The plan could be announced as early as today and voted on by Congress by next week.

One person familiar with the discussions said the program would be “very large” – larger than anything the government has done to date.

Lawmakers emerging from a 90-minute session in the offices of House Speaker Nancy Pelosi, D-Calif., late Thursday, said they expected to receive a detailed proposal from Bernanke and Paulson overnight and work through the weekend in an effort to pass it quickly into law. Members of both political parties pledged to work cooperatively despite the fast-approaching presidential election.

To ease the credit crisis Thursday, the Fed announced that it would boost to nearly $250 billion the funds available for major foreign central banks to ease the credit crisis.

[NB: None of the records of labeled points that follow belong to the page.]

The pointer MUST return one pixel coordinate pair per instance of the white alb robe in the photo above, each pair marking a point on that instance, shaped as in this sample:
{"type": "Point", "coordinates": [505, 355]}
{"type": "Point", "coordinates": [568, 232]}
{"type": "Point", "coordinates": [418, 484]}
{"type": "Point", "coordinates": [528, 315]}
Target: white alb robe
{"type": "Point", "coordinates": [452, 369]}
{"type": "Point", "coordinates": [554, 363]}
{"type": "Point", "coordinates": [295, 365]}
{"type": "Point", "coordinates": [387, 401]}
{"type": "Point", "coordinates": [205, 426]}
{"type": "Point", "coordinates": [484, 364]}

Meanwhile, the Securities and Exchange Commission signaled its intention to follow its British counterpart in issuing a temporary ban on short selling.

Short selling is a means of betting that a stock’s price will fall by selling borrowed shares in hopes they can be repurchased at a lower price. The practice has been increasingly blamed for causing sudden drops in companies’ stock values, frightening away lenders and leaving the firms financially beached.

Early reports that a comprehensive rescue was in the works caused U.S. stock prices to reverse course from Wednesday and roar upward Thursday.

Traders on the New York Stock Exchange broke into cheers as the bellwether Dow Jones industrial average switched from a 200-point loss to a better than 400-point gain by day’s end.

The Dow ended up 410.03 points, or 3.9 percent, at 11,019.69. The Nasdaq composite gained 100.25 points, or 4.8 percent, ending at 2,199.10, and the S&P 500 Index climbed 50.12 points, or 4.3 percent, to close at 1206.33, its largest one-day percentage gain in nearly six years.

Paulson and Bernanke acted on their new plan after a two-week period during which policymakers caromed from one debacle to another, responding to each with ad hoc steps that failed to reassure panicky investors. They seized mortgage giants Fannie Mae and Freddie as well as insurance behemoth American International Group Inc. and effectively pulled the plug on investment banks Lehman Brothers Holdings Co. and Merrill Lynch Cos. They also coaxed a group of 10 big financial institutions to kick into a $70 billion self-insurance pool and pumped out billions of dollars more to try to reverse a new and dangerous credit market freeze-up.

The full dimensions of what Washington has already done began to come into focus late Thursday when the Fed issued figures showing that it has made nearly $100 billion in special loans to financial firms around the world in the last week alone.

Separately, Treasury announced that it would expand a program to help bolster the Fed’s finances to $200 billion, from the $40 billion that it announced Wednesday.

According to those familiar with Bernanke and Paulson’s thinking, both of these efforts would be dwarfed by the new plan – the price of which could run into the hundreds of billions of dollars, or perhaps more.